Celui-ci prévoyait une baisse de 15  % en moyenne des droits de douanes perçus sur les marchandises échangées entre les deux pays, qui s'accordaient la "clause de la nation la plus favorisée", c'est-à-dire un alignement sur les droits les plus faibles perçus sur les produits importés des autres pays. Ce traité sera suivi dès 1861 de l'abandon du monopole colonial français et d'une série de traités de libre-échange entre la France et divers pays européens  : la Prusse, la Belgique, l'Autriche, l'Espagne...

Ces traités devaient permettre à chacun de tirer avantage de son savoir-faire, et de développer la spécialisation internationale  ; les producteurs devaient bénéficier d'économies d'échelle procurées par l'augmentation de la taille des marchés  ; la concurrence accrue devait stimuler l'innovation et faire baisser les prix. Pourtant, le traité dut être négocié secrètement par Chevalier  : d'autres ministres y étaient défavorables, et les milieux industriels y étaient très opposés. Le corps législatif ne fut pas consulté, et l'on parla même d'un "coup d'Etat douanier"!

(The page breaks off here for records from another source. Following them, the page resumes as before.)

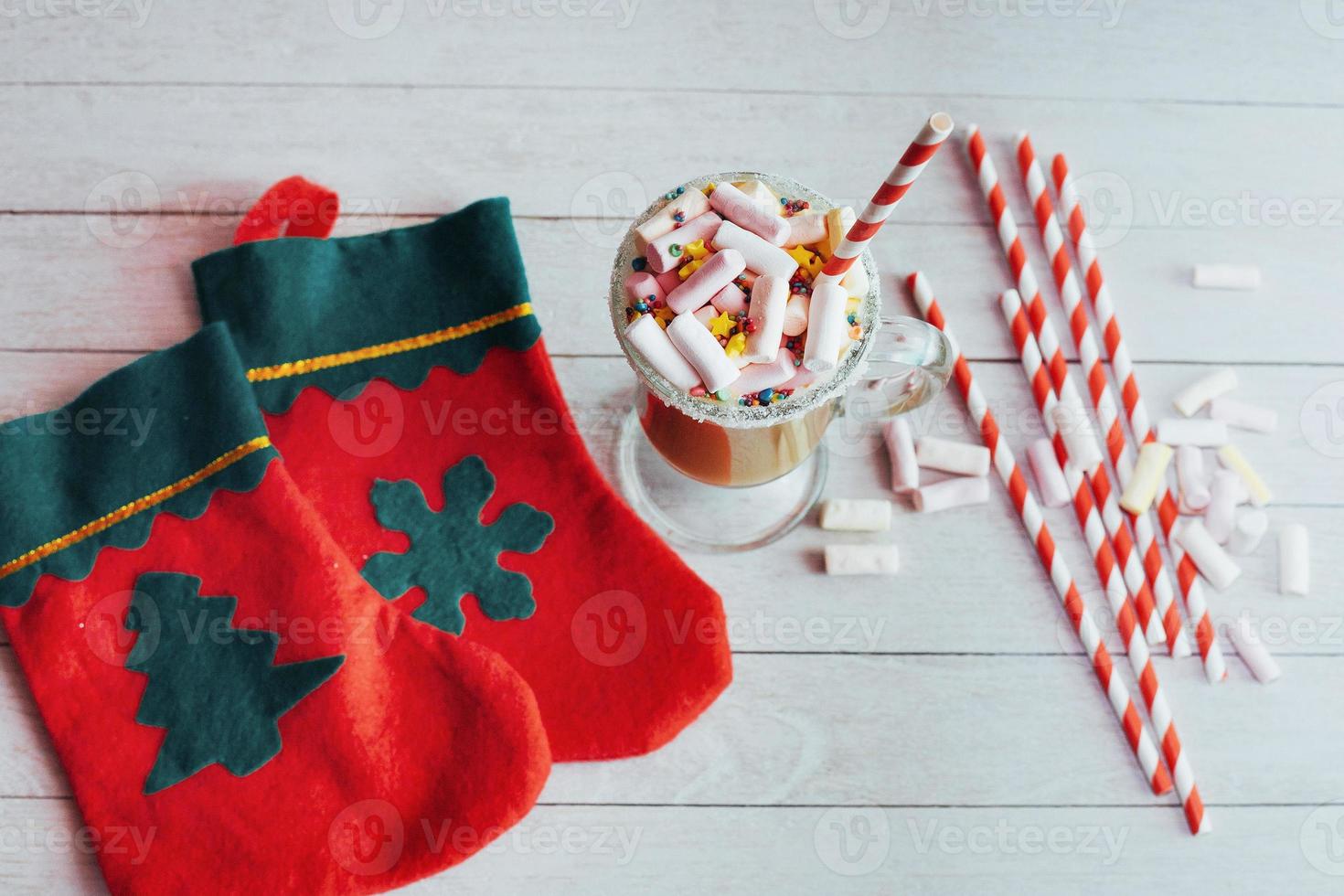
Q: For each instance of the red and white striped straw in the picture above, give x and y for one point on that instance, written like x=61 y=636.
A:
x=1206 y=638
x=892 y=189
x=1151 y=614
x=1098 y=387
x=1137 y=735
x=1136 y=647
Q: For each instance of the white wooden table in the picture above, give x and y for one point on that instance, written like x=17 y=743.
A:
x=937 y=732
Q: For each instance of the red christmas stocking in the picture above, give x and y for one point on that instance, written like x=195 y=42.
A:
x=408 y=387
x=228 y=696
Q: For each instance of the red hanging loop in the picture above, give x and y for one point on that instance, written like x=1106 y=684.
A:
x=292 y=208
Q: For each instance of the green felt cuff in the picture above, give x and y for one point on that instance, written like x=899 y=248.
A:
x=296 y=300
x=157 y=435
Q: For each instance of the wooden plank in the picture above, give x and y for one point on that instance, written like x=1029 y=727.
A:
x=925 y=731
x=1155 y=164
x=1058 y=50
x=137 y=298
x=855 y=849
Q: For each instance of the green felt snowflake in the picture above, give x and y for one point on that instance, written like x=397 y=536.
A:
x=452 y=554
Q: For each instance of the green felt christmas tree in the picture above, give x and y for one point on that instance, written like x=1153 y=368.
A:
x=215 y=688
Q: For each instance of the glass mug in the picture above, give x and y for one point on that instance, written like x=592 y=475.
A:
x=718 y=475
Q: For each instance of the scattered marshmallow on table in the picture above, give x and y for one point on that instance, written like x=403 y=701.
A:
x=1232 y=458
x=1075 y=429
x=1189 y=475
x=657 y=349
x=720 y=271
x=1051 y=486
x=857 y=515
x=1204 y=389
x=1148 y=477
x=761 y=255
x=1226 y=277
x=664 y=254
x=1224 y=493
x=862 y=559
x=689 y=205
x=735 y=206
x=1295 y=560
x=961 y=491
x=901 y=452
x=766 y=312
x=1243 y=415
x=699 y=347
x=1252 y=650
x=1175 y=432
x=952 y=457
x=1207 y=555
x=1247 y=531
x=828 y=328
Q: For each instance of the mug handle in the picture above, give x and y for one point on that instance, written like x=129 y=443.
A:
x=909 y=364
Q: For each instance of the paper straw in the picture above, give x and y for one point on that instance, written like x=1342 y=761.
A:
x=1187 y=577
x=1137 y=735
x=892 y=189
x=1136 y=647
x=1155 y=624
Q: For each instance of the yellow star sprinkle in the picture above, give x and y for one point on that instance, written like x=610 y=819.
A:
x=722 y=325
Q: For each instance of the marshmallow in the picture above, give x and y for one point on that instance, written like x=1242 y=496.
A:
x=763 y=377
x=699 y=347
x=660 y=254
x=828 y=328
x=769 y=305
x=1203 y=391
x=1226 y=493
x=643 y=286
x=763 y=257
x=862 y=559
x=1243 y=415
x=806 y=229
x=1295 y=560
x=1051 y=485
x=795 y=315
x=952 y=493
x=901 y=452
x=839 y=220
x=730 y=300
x=1174 y=430
x=1194 y=485
x=1075 y=429
x=649 y=340
x=1232 y=458
x=720 y=271
x=1226 y=277
x=1207 y=555
x=857 y=515
x=1247 y=531
x=741 y=209
x=1252 y=650
x=952 y=457
x=1149 y=475
x=692 y=203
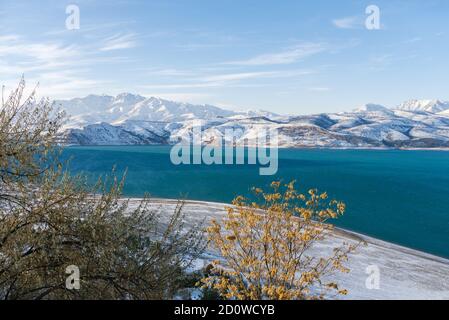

Il est difficile de tirer un bilan de ces traités, car ils eurent des effets contrastés et parce que la conjoncture mondiale devint plus défavorable, en partie à cause de la crise de l'approvisionnement en coton provoquée par la guerre de Sécession aux Etats-Unis (1861-1865).

Globalement, observe l'historien Jacques Brasseul (Armand Colin, 1998), "le taux de croissance du produit national brut (PNB) a été plus élevé durant le Second Empire (2,51  % contre 1,45  % sous Louis-Philippe)", et "le commerce extérieur connut une croissance rapide, deux fois plus élevée que celle du revenu national". Si la concurrence pousse l'industrie à utiliser de nouvelles techniques de production (procédés Bessemer et Thomas de transformation de la fonte en acier...), la croissance du secteur industriel ralentit  : elle est égale à environ 1,5  % par an durant le Second Empire, contre près de 2  % auparavant, et 1,6  % sous la Troisième République, après la chute de Napoléon III.

Alain Plessis (Le Seuil, 1973) parle de "décélération" de la croissance industrielle durant le Second Empire, en s'appuyant sur les évaluations de Maurice Lévy-Leboyer (Annales ESC, 1968)  : +  3,87  % de croissance annuelle moyenne pour les années 1850-1855, +  2,36  % pour 1855-1860, 2,19  % pour 1860-1865 et 1,16  % pour 1865-1870.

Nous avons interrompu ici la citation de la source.